Big Data refers to data sets that are too large or complex for traditional data-processing application software to adequately deal with. Data with many cases offer greater statistical power, while it with higher complexity may lead to a higher false discovery rate. it is used to describe data that is high volume, high velocity, and/or high variety, requires new technologies and techniques to capture, store, and analyze it; and is used to enhance decision making, provide insight and discovery, and support and optimize processes.
Types of Big Data
Structured refers to data that has a defined length and format. It refers to highly organized information that can be readily and seamlessly stored and accessed from a database by simple search engine algorithms. it is entered in specific fields containing textual or numeric.
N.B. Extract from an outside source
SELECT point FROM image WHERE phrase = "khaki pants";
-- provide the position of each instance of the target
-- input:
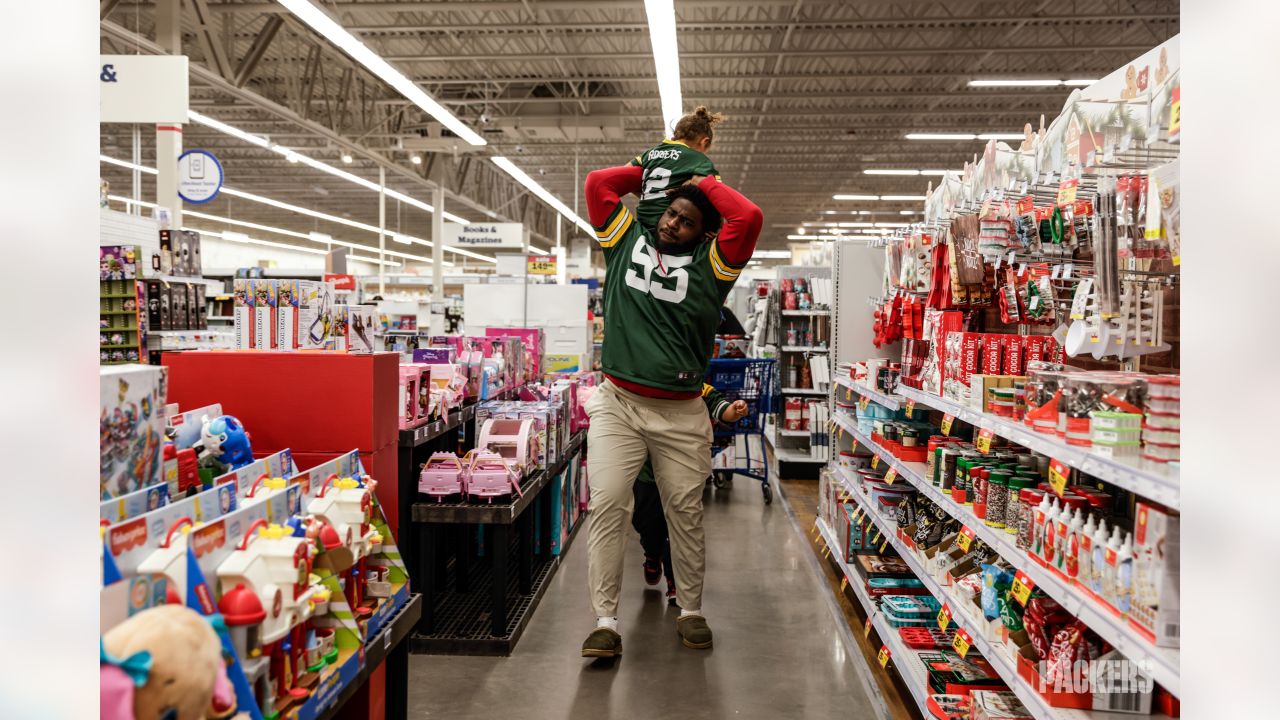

These fields often have their maximum or expected size defined. In addition to the firm structure for information, structured has very set rules concerning how to access it. For instance, the employee table in a company database will be structured as the employee details, their job positions, their salaries, etc., will be present in an organized manner. Examples of structured include numbers, dates, and groups of words and numbers called strings.
Unstructured refers to data that doesn’t fit neatly into the traditional row and column structure of relational databases. This makes it very difficult and time-consuming to process and analyze unstructured. It is entered in specific fields containing textual or numeric. These fields often have their maximum or expected size defined. In addition to the firm structure for information, structured has very set rules concerning how to access it. Examples of types of files generally considered to be unstructured data are: books, some health records, satellite images, Adobe PDF files, a warranty request created by a customer service representative, notes in a web form, objects from presentations, blogs, text messages, word documents, videos, photos and other images. These files are not organized other than being placed into a file system, object store or another repository.
Semi-structured is a type that contains semantic tags but does not conform to the structure associated with typical relational databases. Global Product Marketing for Management at SAS defines semi-structured that contains semantic tags but does not conform to the structure associated with typical relational databases. it refers to the data that although has not been classified under a particular repository database, yet contains vital information or tags that segregate individual elements within. Examples include email, XML and other markup languages.